Here's what the link up is all about:
We needed to take a picture of ourselves where we're "not trying so hard." No makeup, no muss, no fuss. Here's mine!
Unshowered, no makeup, greasy face and hair. Good morning!
Then, we need to make sure to list at least one thing we find beautiful about ourselves.
I really really love my eyes. They are a beautiful color of blue, I have really long eyelashes, and I have a weird infatuation with my eyebrows. Even when I'm feeling fat and ugly and don't feel like putting on clothes or makeup, I put on some mascara (because otherwise my eyelashes are blonde and see-through) and look in the mirror and feel pretty just because of the uniqueness and brightness of my eyes.
I attack myself mentally every day about how I look.
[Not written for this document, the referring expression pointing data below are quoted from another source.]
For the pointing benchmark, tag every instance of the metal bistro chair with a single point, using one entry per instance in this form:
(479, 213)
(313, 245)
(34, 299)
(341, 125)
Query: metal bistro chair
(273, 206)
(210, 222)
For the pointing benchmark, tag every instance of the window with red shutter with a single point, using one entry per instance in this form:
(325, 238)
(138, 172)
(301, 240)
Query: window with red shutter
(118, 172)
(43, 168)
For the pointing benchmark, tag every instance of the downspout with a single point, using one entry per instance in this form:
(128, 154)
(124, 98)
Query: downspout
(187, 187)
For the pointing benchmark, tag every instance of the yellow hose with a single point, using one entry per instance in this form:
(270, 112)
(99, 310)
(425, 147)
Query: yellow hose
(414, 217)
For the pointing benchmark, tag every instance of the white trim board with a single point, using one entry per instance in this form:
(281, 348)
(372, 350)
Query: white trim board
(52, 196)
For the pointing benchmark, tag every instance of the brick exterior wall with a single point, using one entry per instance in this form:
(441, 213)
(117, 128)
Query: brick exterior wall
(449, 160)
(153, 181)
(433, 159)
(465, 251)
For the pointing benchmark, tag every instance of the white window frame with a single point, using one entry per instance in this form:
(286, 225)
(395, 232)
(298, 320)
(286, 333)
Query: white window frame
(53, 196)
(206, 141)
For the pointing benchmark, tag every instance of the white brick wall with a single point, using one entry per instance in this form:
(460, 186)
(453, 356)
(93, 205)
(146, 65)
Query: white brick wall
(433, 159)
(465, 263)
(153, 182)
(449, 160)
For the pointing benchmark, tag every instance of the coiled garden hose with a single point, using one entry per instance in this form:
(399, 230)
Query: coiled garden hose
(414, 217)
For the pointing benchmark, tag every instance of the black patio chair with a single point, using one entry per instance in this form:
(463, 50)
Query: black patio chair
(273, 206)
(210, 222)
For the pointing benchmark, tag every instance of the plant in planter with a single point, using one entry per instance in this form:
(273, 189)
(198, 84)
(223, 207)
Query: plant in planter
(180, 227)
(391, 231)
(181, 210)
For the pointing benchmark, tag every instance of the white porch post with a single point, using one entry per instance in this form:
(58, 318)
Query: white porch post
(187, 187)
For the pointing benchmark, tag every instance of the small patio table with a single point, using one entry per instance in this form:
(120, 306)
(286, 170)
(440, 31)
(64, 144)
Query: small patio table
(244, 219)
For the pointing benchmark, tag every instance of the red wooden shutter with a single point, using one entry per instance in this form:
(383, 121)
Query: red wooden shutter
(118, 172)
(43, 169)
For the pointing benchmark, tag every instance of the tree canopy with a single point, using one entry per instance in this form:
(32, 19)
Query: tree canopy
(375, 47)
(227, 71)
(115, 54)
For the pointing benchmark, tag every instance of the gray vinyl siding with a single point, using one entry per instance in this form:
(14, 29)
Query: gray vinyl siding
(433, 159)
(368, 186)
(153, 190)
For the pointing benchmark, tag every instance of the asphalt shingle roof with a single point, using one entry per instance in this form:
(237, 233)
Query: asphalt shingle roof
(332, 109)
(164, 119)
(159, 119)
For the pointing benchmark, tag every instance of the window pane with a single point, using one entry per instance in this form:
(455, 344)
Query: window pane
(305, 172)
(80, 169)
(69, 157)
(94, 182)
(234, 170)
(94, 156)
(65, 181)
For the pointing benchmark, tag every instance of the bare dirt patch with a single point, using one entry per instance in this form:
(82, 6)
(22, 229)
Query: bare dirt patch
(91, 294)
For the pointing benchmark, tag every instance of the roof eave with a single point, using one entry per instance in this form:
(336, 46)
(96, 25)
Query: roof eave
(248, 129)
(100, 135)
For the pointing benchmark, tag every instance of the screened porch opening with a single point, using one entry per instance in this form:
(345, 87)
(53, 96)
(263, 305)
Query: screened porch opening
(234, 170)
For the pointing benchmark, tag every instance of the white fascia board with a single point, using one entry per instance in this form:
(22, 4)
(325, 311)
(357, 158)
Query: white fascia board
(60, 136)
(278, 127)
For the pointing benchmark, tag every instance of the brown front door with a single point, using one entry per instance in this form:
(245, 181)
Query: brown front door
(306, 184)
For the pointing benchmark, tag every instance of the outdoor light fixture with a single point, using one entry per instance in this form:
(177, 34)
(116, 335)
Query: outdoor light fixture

I hate my hair, my nose, every inch of my body. When I see a thin woman in a magazine or on tv, I find myself thinking, "What's that like? What's it like to be pretty?" The entire time I'm watching a stupid show like The Bachelorette I wonder, "How the hell do their thighs look like that in a bikini? What am I doing wrong?" It's actually pretty damn exhausting and unhealthy. I remember reading a comment on Reddit on a thread about that movie Magic Mike where a male reader said something along the lines of, "Is this how women feel all the time?!" referencing how bad the men's bodies in that movie made him feel about himself. Yep. That's how most of us feel all the time.
Which is pretty stupid when you think about it. If MOST OF US feel like that all the time, then we are the majority and we should feel normal, right? It's dumb. We're all beautiful in our own ways. I'm healthy and happy and take care of myself so maybe I should stop staring at everyone else's thighs for awhile?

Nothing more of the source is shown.